With a population of over 3 million, we should be able to fill the streets of San Juan with at least a 200,000 strong march, but we don't. We protest by party, by union, by barrio. Most protest have just about 20 to 200 people. Who is going to take us seriously?

In Ukraine, people would wait outside their equivalent of congress and throw politicians they don't like into one of those trash dumpsters. It is funny.

If the people do not keep an eye on the politicians, if we do not protest, if we reelect them over and over again, if we don't throw them in Jail, they have a free hand and are not accountable because the people are not holding them accountable.

THAT is the root of the corruption issue in the island.

We have not finished the audit for 2014, and it is now 2016. It is a mess, documents are missing, some are forged and officials at organizations are delaying the release of the document that have been asked for. It is not just the politicians, the heads of multiple organizations are in the corruption also.
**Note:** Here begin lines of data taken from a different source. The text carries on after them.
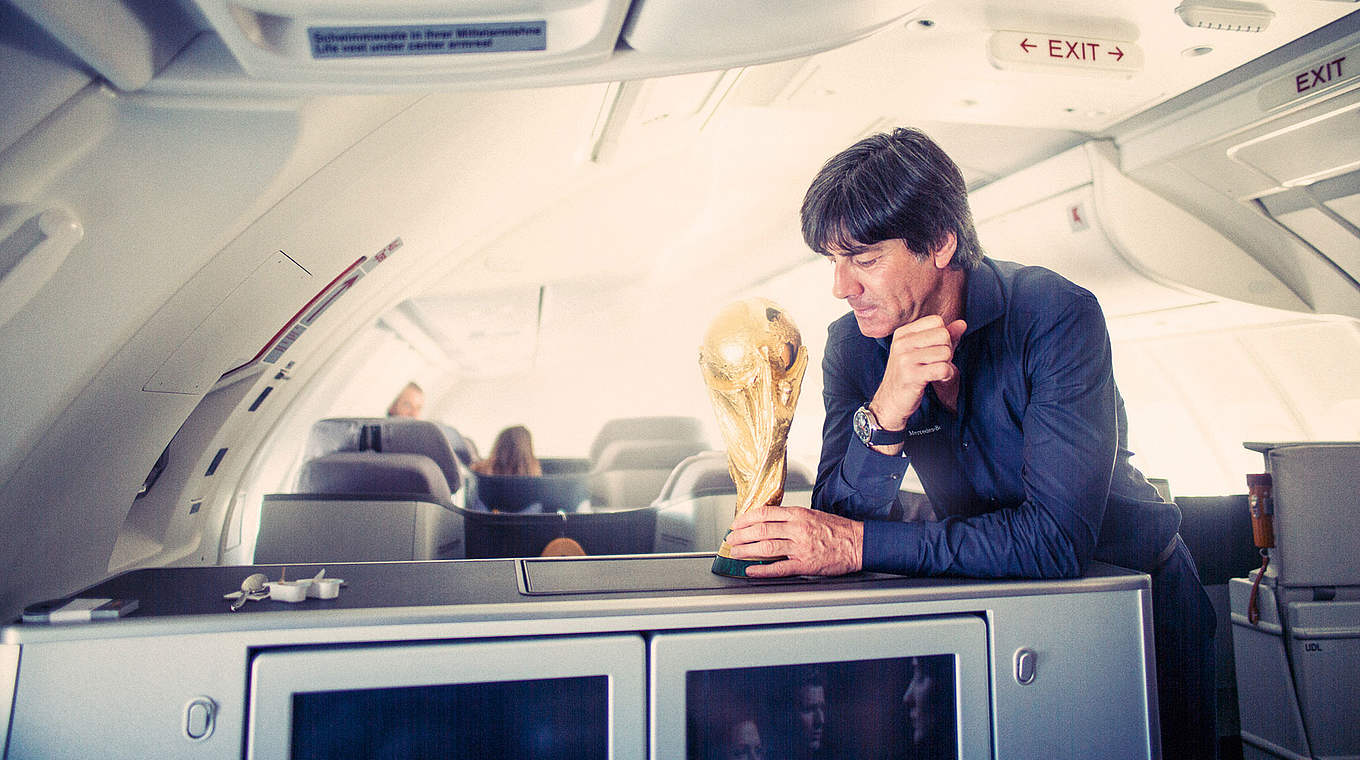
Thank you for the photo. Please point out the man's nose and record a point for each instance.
(843, 284)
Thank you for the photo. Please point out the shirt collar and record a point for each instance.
(985, 301)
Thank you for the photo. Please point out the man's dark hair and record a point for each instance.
(891, 186)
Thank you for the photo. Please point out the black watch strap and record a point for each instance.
(867, 427)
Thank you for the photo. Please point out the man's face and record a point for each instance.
(812, 714)
(408, 404)
(887, 284)
(744, 743)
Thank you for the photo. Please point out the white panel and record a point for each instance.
(276, 287)
(411, 42)
(106, 34)
(1062, 233)
(1317, 365)
(1328, 235)
(1347, 207)
(1309, 151)
(725, 29)
(1163, 241)
(8, 679)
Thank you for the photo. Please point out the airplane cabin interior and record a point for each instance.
(233, 231)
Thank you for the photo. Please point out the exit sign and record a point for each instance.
(1064, 53)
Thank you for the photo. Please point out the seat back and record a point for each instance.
(706, 475)
(371, 473)
(630, 473)
(386, 435)
(518, 492)
(509, 534)
(1317, 503)
(699, 499)
(688, 430)
(313, 528)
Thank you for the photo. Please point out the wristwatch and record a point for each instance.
(867, 427)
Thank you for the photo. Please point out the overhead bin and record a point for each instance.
(1270, 162)
(1134, 249)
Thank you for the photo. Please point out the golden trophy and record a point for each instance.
(752, 360)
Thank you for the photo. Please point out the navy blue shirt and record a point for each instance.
(1031, 475)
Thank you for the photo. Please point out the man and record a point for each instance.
(410, 403)
(741, 741)
(809, 704)
(994, 381)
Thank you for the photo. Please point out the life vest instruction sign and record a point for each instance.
(426, 40)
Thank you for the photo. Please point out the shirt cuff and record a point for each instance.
(876, 476)
(888, 547)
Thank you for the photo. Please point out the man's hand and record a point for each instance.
(921, 352)
(815, 543)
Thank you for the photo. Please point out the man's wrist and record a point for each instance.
(887, 420)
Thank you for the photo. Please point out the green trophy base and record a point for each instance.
(735, 567)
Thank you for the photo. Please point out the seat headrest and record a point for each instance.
(370, 472)
(706, 475)
(645, 454)
(386, 435)
(646, 428)
(516, 492)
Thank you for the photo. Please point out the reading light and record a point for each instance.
(1228, 15)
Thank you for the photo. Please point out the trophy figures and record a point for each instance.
(752, 360)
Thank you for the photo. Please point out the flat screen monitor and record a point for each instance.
(574, 698)
(880, 689)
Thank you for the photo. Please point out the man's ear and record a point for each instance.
(944, 254)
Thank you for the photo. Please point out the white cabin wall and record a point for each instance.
(159, 188)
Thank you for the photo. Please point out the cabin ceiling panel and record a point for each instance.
(937, 63)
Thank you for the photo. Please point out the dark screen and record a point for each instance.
(868, 709)
(550, 719)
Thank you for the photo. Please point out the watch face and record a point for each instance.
(861, 424)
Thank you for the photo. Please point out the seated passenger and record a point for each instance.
(510, 454)
(410, 403)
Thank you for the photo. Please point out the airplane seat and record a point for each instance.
(1296, 631)
(1217, 532)
(699, 499)
(518, 534)
(385, 494)
(369, 472)
(565, 465)
(646, 428)
(463, 447)
(520, 492)
(361, 506)
(630, 473)
(388, 435)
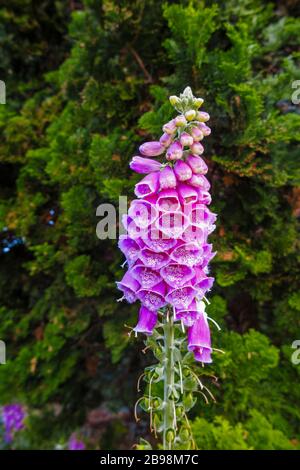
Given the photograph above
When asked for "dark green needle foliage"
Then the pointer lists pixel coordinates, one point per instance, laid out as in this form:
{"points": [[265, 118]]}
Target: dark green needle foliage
{"points": [[87, 82]]}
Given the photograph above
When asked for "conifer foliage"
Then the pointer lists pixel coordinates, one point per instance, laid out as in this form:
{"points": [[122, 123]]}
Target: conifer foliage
{"points": [[79, 104]]}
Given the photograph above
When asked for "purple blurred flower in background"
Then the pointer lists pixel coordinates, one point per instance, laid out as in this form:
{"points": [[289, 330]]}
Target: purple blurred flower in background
{"points": [[13, 417], [75, 444]]}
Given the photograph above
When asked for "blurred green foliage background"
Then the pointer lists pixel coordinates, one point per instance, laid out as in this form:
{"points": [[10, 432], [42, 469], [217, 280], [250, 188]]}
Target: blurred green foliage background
{"points": [[87, 82]]}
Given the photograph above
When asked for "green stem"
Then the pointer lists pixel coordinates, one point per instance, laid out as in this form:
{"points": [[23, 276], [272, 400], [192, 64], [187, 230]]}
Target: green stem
{"points": [[169, 408]]}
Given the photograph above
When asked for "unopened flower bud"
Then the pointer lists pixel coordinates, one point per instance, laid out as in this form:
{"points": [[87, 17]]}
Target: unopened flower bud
{"points": [[180, 121], [197, 148], [190, 115], [174, 100], [186, 139], [170, 127], [167, 178], [202, 116], [198, 102], [204, 129]]}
The corrupt politicians put them there and without proof, good luck removing them before they retire.

Since I haven't the patience to read through the thread in its entirety, perhaps you could summarize for me, ReyP, what your immediate plan would be?

And in response to Sawman: The US has been in debt since it became a country, except for a few short months in history when President Jackson decided to unceremoniously round-up tribes of Indians, force them off their homelands at gunpoint and settle them in "Indian Territory", so he could sell of their land to settlers and pay off the debit.  Despite being almost continuously in dept since 1776. the US has enoyed great prosperity for most of its life.

It therefore seems to me that debt, per se, is not so much the problem as the stagnation of capital. Getting money moving again is what brought us out of the Great Depression. Public works projects put people back to work and the salaries they made were spent on goods and services, putting money back into the system and bolstering the infrastructure to attract more investment.

I've discussed this topic with my property manager. While the average Puerto Rican is not particularly well-off, there are people there with some serious cash, but don't seem to care much about using it for the benefit of anybody other than themselves.  If those with deep pockets, regardless of where they now reside, understood how important it is to preserve the culture and heritage and took steps to help make that happen, it would have a worthwhile outcome for the financial well-being of the island.

Declaring VSJ a historic district and the fort a World Heritage Site attracts people from around the world. For people like myself, who really value such a distinction and love of culture and history, PR is a gem ready to be polished. I feel quite fortunate to have discovered PR, and VSJ in particular.